Michael Wallner: Shalom Berlin, Piper Verlag, Berlin 2020, 287 Seiten, €12,90, 978-3492-06191-9

„Ein Grab war geschändet worden, ein Onlineartikel hatte Wirkung gezeigt. Man kreuzigte einen Hund, überfiel einen Fahnder, trotzdem hatten sie so gut wie nichts in der Hand.“

Bei der Zunahme an antisemitischen öffentlichen Angriffen in Berlin, aber auch Drohungen im Netz liegt es nahe, auch hier einen Ermittler einzuschalten. Es ist ein eigenartiger Fall, der Alain Liebermann, Mitglied des Mobilen Einsatzkommandos Staatsschutz und Spezialist für Terrorbekämpfung, im ersten Band von Michael Wallner beschäftigt.

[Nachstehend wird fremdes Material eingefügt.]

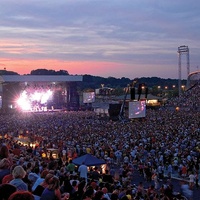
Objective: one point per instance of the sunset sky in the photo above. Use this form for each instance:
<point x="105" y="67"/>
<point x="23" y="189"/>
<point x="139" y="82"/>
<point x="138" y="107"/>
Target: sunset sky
<point x="118" y="38"/>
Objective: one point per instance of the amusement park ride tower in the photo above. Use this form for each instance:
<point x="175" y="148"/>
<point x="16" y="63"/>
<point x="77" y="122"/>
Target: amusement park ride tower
<point x="183" y="50"/>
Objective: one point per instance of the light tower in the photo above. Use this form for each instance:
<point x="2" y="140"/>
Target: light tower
<point x="183" y="50"/>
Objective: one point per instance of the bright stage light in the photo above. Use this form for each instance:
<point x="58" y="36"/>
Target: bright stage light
<point x="27" y="100"/>
<point x="23" y="101"/>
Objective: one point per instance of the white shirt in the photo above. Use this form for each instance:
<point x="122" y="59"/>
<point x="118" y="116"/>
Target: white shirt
<point x="83" y="170"/>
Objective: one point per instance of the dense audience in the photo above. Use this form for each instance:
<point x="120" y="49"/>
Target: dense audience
<point x="164" y="142"/>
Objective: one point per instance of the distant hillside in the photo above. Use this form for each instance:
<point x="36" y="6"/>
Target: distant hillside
<point x="94" y="82"/>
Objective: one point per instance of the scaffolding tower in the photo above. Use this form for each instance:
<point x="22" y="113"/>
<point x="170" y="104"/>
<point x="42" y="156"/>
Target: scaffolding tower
<point x="182" y="50"/>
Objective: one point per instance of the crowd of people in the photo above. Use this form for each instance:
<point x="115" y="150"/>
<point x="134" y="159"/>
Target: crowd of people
<point x="165" y="141"/>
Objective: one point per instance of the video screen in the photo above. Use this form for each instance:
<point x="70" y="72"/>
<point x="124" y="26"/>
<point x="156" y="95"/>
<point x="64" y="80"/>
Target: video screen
<point x="137" y="109"/>
<point x="88" y="97"/>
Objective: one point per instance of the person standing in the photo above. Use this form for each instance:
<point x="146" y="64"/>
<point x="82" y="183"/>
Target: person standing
<point x="83" y="171"/>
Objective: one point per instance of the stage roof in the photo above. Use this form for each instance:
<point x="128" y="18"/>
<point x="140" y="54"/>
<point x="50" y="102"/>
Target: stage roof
<point x="40" y="78"/>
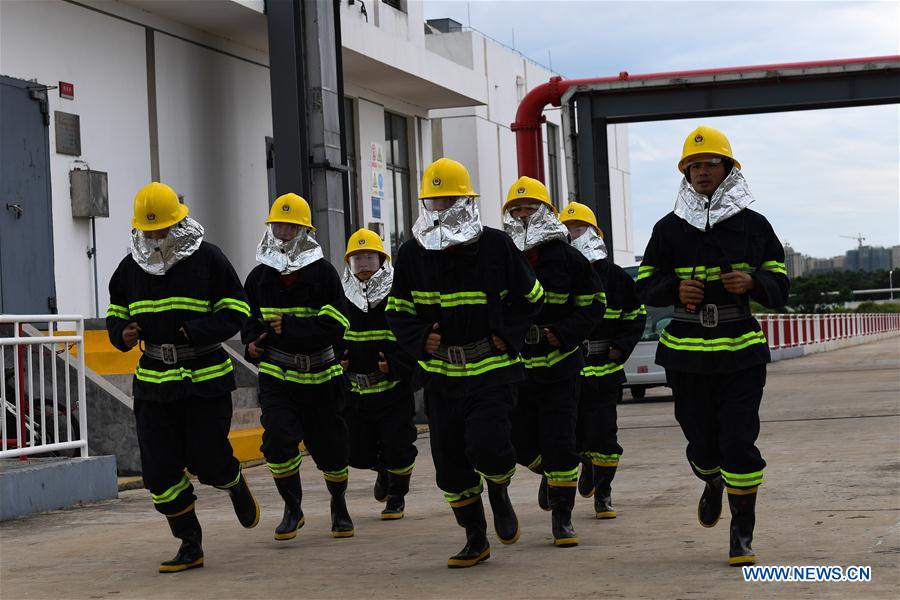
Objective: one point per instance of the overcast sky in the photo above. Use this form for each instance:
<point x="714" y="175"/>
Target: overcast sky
<point x="816" y="175"/>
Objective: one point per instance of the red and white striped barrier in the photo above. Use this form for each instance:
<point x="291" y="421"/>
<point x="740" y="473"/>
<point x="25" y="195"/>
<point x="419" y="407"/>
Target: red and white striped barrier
<point x="789" y="331"/>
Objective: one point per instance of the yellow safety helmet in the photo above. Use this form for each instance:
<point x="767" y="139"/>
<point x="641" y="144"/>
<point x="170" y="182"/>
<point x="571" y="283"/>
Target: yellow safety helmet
<point x="156" y="206"/>
<point x="576" y="211"/>
<point x="291" y="208"/>
<point x="526" y="188"/>
<point x="365" y="240"/>
<point x="705" y="140"/>
<point x="446" y="178"/>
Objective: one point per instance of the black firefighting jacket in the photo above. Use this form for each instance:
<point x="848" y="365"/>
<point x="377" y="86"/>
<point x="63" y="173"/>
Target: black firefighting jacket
<point x="313" y="310"/>
<point x="471" y="291"/>
<point x="201" y="294"/>
<point x="574" y="301"/>
<point x="622" y="325"/>
<point x="676" y="252"/>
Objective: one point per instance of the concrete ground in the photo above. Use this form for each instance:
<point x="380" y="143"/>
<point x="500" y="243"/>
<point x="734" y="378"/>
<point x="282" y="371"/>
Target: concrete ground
<point x="831" y="435"/>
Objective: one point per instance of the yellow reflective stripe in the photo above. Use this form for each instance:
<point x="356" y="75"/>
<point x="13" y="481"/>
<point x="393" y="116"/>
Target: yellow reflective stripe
<point x="164" y="304"/>
<point x="448" y="300"/>
<point x="555" y="298"/>
<point x="335" y="314"/>
<point x="298" y="377"/>
<point x="537" y="291"/>
<point x="601" y="370"/>
<point x="285" y="467"/>
<point x="469" y="369"/>
<point x="712" y="345"/>
<point x="645" y="271"/>
<point x="171" y="493"/>
<point x="234" y="304"/>
<point x="400" y="305"/>
<point x="375" y="389"/>
<point x="548" y="360"/>
<point x="195" y="375"/>
<point x="370" y="335"/>
<point x="116" y="310"/>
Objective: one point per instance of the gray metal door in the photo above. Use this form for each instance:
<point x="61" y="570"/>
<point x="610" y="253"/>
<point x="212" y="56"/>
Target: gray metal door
<point x="27" y="282"/>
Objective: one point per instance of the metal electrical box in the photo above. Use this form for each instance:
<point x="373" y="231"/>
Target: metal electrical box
<point x="90" y="193"/>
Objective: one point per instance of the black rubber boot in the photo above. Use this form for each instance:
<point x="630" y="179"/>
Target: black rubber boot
<point x="381" y="485"/>
<point x="185" y="527"/>
<point x="586" y="479"/>
<point x="506" y="524"/>
<point x="341" y="524"/>
<point x="743" y="519"/>
<point x="292" y="493"/>
<point x="562" y="501"/>
<point x="398" y="487"/>
<point x="477" y="549"/>
<point x="709" y="510"/>
<point x="603" y="477"/>
<point x="245" y="506"/>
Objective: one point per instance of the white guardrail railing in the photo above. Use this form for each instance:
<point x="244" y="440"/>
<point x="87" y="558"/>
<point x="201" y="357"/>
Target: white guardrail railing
<point x="36" y="419"/>
<point x="788" y="331"/>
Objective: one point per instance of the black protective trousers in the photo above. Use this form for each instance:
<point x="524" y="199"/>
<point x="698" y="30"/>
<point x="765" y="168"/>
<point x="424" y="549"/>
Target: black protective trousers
<point x="596" y="433"/>
<point x="311" y="413"/>
<point x="719" y="415"/>
<point x="470" y="437"/>
<point x="544" y="423"/>
<point x="188" y="434"/>
<point x="382" y="433"/>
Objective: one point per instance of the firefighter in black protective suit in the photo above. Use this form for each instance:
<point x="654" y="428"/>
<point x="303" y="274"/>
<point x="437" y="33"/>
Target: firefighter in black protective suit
<point x="380" y="403"/>
<point x="181" y="298"/>
<point x="295" y="331"/>
<point x="605" y="350"/>
<point x="709" y="257"/>
<point x="462" y="300"/>
<point x="545" y="415"/>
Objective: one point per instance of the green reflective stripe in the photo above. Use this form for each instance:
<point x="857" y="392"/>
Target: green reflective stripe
<point x="234" y="304"/>
<point x="742" y="479"/>
<point x="645" y="271"/>
<point x="548" y="360"/>
<point x="116" y="310"/>
<point x="375" y="389"/>
<point x="298" y="377"/>
<point x="537" y="291"/>
<point x="469" y="369"/>
<point x="287" y="466"/>
<point x="554" y="298"/>
<point x="195" y="375"/>
<point x="448" y="300"/>
<point x="601" y="370"/>
<point x="713" y="345"/>
<point x="335" y="314"/>
<point x="562" y="476"/>
<point x="171" y="493"/>
<point x="400" y="305"/>
<point x="502" y="478"/>
<point x="403" y="471"/>
<point x="463" y="495"/>
<point x="371" y="335"/>
<point x="164" y="304"/>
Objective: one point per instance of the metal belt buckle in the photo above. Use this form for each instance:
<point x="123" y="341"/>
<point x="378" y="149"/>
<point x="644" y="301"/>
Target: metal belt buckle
<point x="457" y="355"/>
<point x="533" y="335"/>
<point x="168" y="353"/>
<point x="709" y="315"/>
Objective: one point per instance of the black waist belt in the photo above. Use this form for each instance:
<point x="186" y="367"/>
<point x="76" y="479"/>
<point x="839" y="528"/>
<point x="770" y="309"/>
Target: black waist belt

Warum investieren wahrscheinlich mehrere Täter so einen Aufwand, um einer jungen Frau extrem wehzutun, die nicht mal Jüdin ist. Hanna Golden war zwar kurzzeitig mit einem Juden verheiratet, hat aber als freie Journalistin einfach nur ein Thema gesucht, über das sie schreiben wollte. Die mit heftigster Gewalt zerschlagenen Grabsteine auf dem Jüdischen Friedhof bildeten den Ausgangspunkt für die Kreuzigung ihres armen Hundes Ramona, der keiner Seele etwas tun würde.
Von Unbekannten wird Hanna nun mit dem Tod bedroht. Hinzu kommt, dass ihr egozentrischer Freund, angeblicher Künstler und von einflussreicher Mutter finanziell ausgehaltener Schönling, sie im Krankenhaus vergewaltigt. Als Hanna an einen versteckten Ort gebracht wird, spürt sie auch dort ein Täter auf. Jetzt klingeln alle Alarmglocken bei Liebermann, denn er weiß nun, dass höchste Stellen involviert sein müssen. Denn wer sollte ansonsten an solche Informationen gelangen. Außerdem wird auch Liebermann angegriffen und entstellt. Der Täter kannte sich ausnehmend gut in seiner Wohnung aus.
Alain Liebermann schaltet seine Informantin ein und erkennt, dass im Vordergrund dieser vielen Aktionen nicht der übliche Antisemitismus von dumpfen Rechtsradikalen steht.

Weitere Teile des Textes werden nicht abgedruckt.